Mysql not using DATETIME index when table has othe

2020-07-23 05:33发布

问题:

I need some help figuring this out. I'm trying to get Mysql to use an index on a DATETIME field.

Mysql decides not to use the index if there's other (not used) fields in the table. Consider the two cases below:

A simple table with 2 fields works fine:

DROP TABLE IF EXISTS datetime_index_test;
CREATE TABLE  datetime_index_test (
id INT UNSIGNED NOT NULL AUTO_INCREMENT ,
created DATETIME NOT NULL ,
PRIMARY KEY (id) ,
INDEX (created)
) ENGINE = InnoDB ;

INSERT INTO datetime_index_test (created) VALUES
('2011-04-06 00:00:00'),
('2011-04-06 01:00:00'),
('2011-04-06 02:00:00'),
('2011-04-06 03:00:00'),
('2011-04-06 04:00:00'),
('2011-04-06 05:00:00'),
('2011-04-06 06:00:00'),
('2011-04-06 00:00:00');

EXPLAIN SELECT * FROM datetime_index_test
WHERE created <= '2011-04-06 04:00:00';

+----+-------------+---------------------+-------+---------------+---------+---------+------+------+--------------------------+
| id | select_type | table               | type  | possible_keys | key     | key_len | ref  | rows | Extra                    |
+----+-------------+---------------------+-------+---------------+---------+---------+------+------+--------------------------+
|  1 | SIMPLE      | datetime_index_test | range | created       | created | 4       | NULL |    4 | Using where; Using index |
+----+-------------+---------------------+-------+---------------+---------+---------+------+------+--------------------------+

A simple table with 3 fields, does not works fine:

DROP TABLE IF EXISTS datetime_index_test;
CREATE TABLE  datetime_index_test (
id INT UNSIGNED NOT NULL AUTO_INCREMENT ,
created DATETIME NOT NULL ,
user int(10) unsigned DEFAULT 0,
PRIMARY KEY (id) ,
INDEX (created)
) ENGINE = InnoDB ;

INSERT INTO datetime_index_test (created) VALUES
('2011-04-06 00:00:00'),
('2011-04-06 01:00:00'),
('2011-04-06 02:00:00'),
('2011-04-06 03:00:00'),
('2011-04-06 04:00:00'),
('2011-04-06 05:00:00'),
('2011-04-06 06:00:00'),
('2011-04-06 00:00:00');

EXPLAIN SELECT * FROM datetime_index_test
WHERE created <= '2011-04-06 04:00:00';

+----+-------------+---------------------+------+---------------+------+---------+------+------+-------------+
| id | select_type | table               | type | possible_keys | key  | key_len | ref  | rows | Extra       |
+----+-------------+---------------------+------+---------------+------+---------+------+------+-------------+
|  1 | SIMPLE      | datetime_index_test | ALL  | created       | NULL | NULL    | NULL |    8 | Using where |
+----+-------------+---------------------+------+---------------+------+---------+------+------+-------------+

Finally, my question; Can anyone explain to me why Mysql decides not to use the index?

回答1:

This is due to what I call the 5% rule based on key population (tuple cardinality).

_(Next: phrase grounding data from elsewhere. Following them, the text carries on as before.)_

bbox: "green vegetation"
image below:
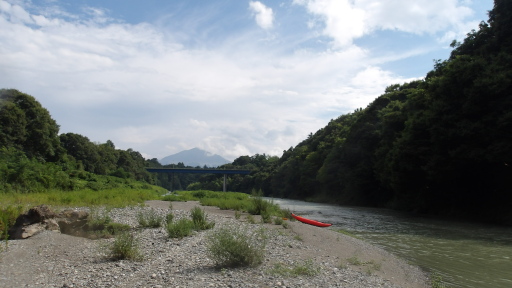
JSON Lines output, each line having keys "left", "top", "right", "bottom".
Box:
{"left": 190, "top": 206, "right": 215, "bottom": 230}
{"left": 206, "top": 226, "right": 266, "bottom": 268}
{"left": 166, "top": 218, "right": 195, "bottom": 239}
{"left": 137, "top": 209, "right": 164, "bottom": 228}
{"left": 166, "top": 207, "right": 215, "bottom": 239}
{"left": 268, "top": 259, "right": 320, "bottom": 277}
{"left": 105, "top": 232, "right": 143, "bottom": 261}
{"left": 345, "top": 256, "right": 381, "bottom": 274}
{"left": 189, "top": 1, "right": 512, "bottom": 225}
{"left": 86, "top": 208, "right": 131, "bottom": 238}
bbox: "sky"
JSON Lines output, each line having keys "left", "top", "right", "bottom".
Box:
{"left": 0, "top": 0, "right": 494, "bottom": 161}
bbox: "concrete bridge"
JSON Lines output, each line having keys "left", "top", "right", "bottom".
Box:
{"left": 145, "top": 168, "right": 251, "bottom": 192}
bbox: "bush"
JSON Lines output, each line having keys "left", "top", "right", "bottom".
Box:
{"left": 166, "top": 218, "right": 194, "bottom": 239}
{"left": 137, "top": 209, "right": 163, "bottom": 228}
{"left": 107, "top": 232, "right": 142, "bottom": 261}
{"left": 190, "top": 207, "right": 215, "bottom": 230}
{"left": 206, "top": 226, "right": 266, "bottom": 267}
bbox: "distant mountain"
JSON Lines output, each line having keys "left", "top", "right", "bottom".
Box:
{"left": 159, "top": 148, "right": 230, "bottom": 167}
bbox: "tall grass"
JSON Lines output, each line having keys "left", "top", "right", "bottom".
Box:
{"left": 0, "top": 186, "right": 165, "bottom": 208}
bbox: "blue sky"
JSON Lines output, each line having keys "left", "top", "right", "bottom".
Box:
{"left": 0, "top": 0, "right": 494, "bottom": 160}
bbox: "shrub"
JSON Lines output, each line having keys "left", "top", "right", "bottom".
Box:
{"left": 166, "top": 218, "right": 194, "bottom": 239}
{"left": 234, "top": 210, "right": 241, "bottom": 220}
{"left": 190, "top": 206, "right": 215, "bottom": 230}
{"left": 206, "top": 226, "right": 266, "bottom": 268}
{"left": 137, "top": 209, "right": 163, "bottom": 228}
{"left": 107, "top": 232, "right": 142, "bottom": 261}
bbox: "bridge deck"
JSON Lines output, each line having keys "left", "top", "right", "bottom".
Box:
{"left": 145, "top": 168, "right": 251, "bottom": 174}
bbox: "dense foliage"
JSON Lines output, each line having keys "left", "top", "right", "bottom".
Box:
{"left": 0, "top": 89, "right": 159, "bottom": 193}
{"left": 197, "top": 1, "right": 512, "bottom": 224}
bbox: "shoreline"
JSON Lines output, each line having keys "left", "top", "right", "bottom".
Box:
{"left": 0, "top": 200, "right": 430, "bottom": 287}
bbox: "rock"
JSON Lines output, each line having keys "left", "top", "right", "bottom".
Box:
{"left": 8, "top": 205, "right": 90, "bottom": 239}
{"left": 56, "top": 210, "right": 89, "bottom": 236}
{"left": 8, "top": 205, "right": 57, "bottom": 239}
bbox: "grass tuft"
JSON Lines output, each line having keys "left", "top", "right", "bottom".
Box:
{"left": 190, "top": 206, "right": 215, "bottom": 230}
{"left": 206, "top": 226, "right": 266, "bottom": 268}
{"left": 106, "top": 232, "right": 142, "bottom": 261}
{"left": 137, "top": 209, "right": 164, "bottom": 228}
{"left": 166, "top": 218, "right": 194, "bottom": 239}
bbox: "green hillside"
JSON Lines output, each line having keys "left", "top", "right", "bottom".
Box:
{"left": 195, "top": 0, "right": 512, "bottom": 224}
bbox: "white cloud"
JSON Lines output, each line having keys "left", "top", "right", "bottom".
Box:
{"left": 0, "top": 0, "right": 488, "bottom": 160}
{"left": 295, "top": 0, "right": 476, "bottom": 48}
{"left": 249, "top": 1, "right": 274, "bottom": 29}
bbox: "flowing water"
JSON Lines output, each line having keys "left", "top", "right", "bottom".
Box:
{"left": 266, "top": 198, "right": 512, "bottom": 288}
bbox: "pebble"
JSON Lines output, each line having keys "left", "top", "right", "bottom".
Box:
{"left": 0, "top": 205, "right": 421, "bottom": 288}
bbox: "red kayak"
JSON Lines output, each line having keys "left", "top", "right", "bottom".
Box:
{"left": 291, "top": 213, "right": 332, "bottom": 227}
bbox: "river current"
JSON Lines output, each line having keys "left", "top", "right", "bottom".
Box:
{"left": 265, "top": 198, "right": 512, "bottom": 288}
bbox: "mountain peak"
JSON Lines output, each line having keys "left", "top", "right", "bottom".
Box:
{"left": 159, "top": 148, "right": 230, "bottom": 167}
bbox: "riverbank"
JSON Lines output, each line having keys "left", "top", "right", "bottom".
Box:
{"left": 0, "top": 200, "right": 429, "bottom": 287}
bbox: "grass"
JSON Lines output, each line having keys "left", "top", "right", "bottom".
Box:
{"left": 105, "top": 232, "right": 142, "bottom": 261}
{"left": 86, "top": 208, "right": 131, "bottom": 238}
{"left": 162, "top": 190, "right": 289, "bottom": 220}
{"left": 0, "top": 185, "right": 166, "bottom": 209}
{"left": 166, "top": 207, "right": 215, "bottom": 239}
{"left": 268, "top": 259, "right": 320, "bottom": 277}
{"left": 190, "top": 206, "right": 215, "bottom": 230}
{"left": 206, "top": 226, "right": 266, "bottom": 268}
{"left": 137, "top": 209, "right": 164, "bottom": 228}
{"left": 345, "top": 256, "right": 382, "bottom": 275}
{"left": 166, "top": 218, "right": 195, "bottom": 239}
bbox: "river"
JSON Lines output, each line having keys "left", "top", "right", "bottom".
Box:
{"left": 265, "top": 198, "right": 512, "bottom": 288}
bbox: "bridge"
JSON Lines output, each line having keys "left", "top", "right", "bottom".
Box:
{"left": 145, "top": 168, "right": 251, "bottom": 192}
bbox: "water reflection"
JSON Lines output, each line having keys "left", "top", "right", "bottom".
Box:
{"left": 266, "top": 197, "right": 512, "bottom": 288}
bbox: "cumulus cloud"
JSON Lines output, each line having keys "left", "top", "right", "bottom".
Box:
{"left": 249, "top": 1, "right": 274, "bottom": 29}
{"left": 0, "top": 0, "right": 486, "bottom": 160}
{"left": 294, "top": 0, "right": 476, "bottom": 48}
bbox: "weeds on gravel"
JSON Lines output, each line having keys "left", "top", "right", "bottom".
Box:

If you index a table where lopsided cardinality exist, the MySQL Query Optimizer wiill always choose the path of least resistance.

EXAMPLE : If a table has a gender column, cardinality is two, M and F.

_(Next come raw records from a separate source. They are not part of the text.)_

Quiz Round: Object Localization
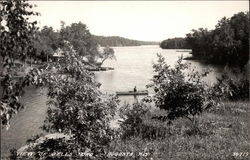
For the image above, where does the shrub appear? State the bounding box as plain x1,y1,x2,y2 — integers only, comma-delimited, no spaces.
119,102,169,140
214,68,249,101
147,54,217,125
119,102,148,139
19,42,120,159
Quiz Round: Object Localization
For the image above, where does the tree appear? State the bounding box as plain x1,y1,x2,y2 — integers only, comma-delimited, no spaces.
22,42,119,158
60,22,99,64
92,35,158,47
160,37,190,49
1,1,119,158
0,0,39,128
97,47,116,67
185,12,249,67
33,26,60,62
217,12,249,67
186,28,213,58
147,54,216,125
59,22,117,67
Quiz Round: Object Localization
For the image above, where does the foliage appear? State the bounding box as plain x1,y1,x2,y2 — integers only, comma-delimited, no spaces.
60,22,99,63
186,12,249,67
119,102,169,140
6,40,119,159
160,37,190,49
110,101,250,160
97,47,116,67
32,22,117,67
186,28,212,58
213,68,249,101
31,42,119,158
147,54,217,124
33,22,118,66
119,102,149,139
33,26,60,62
92,35,158,47
26,136,77,160
0,0,39,128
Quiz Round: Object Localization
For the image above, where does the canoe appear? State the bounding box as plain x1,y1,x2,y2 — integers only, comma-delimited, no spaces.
176,50,191,52
116,90,148,96
88,67,114,71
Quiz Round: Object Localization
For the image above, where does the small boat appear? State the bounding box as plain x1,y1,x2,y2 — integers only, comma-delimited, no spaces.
116,90,148,96
88,67,114,71
176,50,191,52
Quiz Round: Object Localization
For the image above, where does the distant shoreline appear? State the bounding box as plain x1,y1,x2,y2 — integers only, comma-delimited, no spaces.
93,35,159,47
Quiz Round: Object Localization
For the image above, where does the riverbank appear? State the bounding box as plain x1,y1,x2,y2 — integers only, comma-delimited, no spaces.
1,46,245,159
11,101,250,160
109,101,250,160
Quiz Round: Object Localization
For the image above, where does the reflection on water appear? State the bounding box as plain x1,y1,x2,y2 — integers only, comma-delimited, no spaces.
1,45,224,158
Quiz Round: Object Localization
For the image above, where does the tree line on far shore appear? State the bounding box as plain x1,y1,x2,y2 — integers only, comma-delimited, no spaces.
160,11,249,67
92,35,159,47
33,22,115,66
33,25,158,64
160,37,190,49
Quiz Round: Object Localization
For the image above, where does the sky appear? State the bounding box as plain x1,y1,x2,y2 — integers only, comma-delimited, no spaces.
30,1,249,41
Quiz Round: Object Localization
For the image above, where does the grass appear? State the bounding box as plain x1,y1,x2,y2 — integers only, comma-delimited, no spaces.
7,101,249,160
109,101,250,160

What is you index such a gender column ??? You essentailly get two giant linked lists.

If you load one million rows into a table with a gender column, you may get 50% M and 50% F.

An index is rendered useless during query optimization if the cardinality of a key combo (key population as I phrased it) is more than 5% of the total table count.

Now, with regard to your example, why the two different EXPLAIN plans ??? My guess is the MySQL Query Optimizer and InnoDB as a tag team.

In the first CREATE TABLE, the table and the indexes are about the same size though small, so it decided in favor of the index by doing an index scan not a full table scan. Keep in mind that non-unique indexes carry around each row's internal primary key (RowID) in its index entries, thus making the indexes almost the same size as the table itself.

In the second CREATE TABLE, because of the introduction of another column, user, you now make the Query Optimizer see a completely different scenario: The table is now bigger that the indexes. Hence, the Query Optimizer became more strict in its interpretation of how to use available indexes. It went to the 5% rule I mentioned before. That rule failed miserably and the Query Optimizer decided in favor of a full table scan.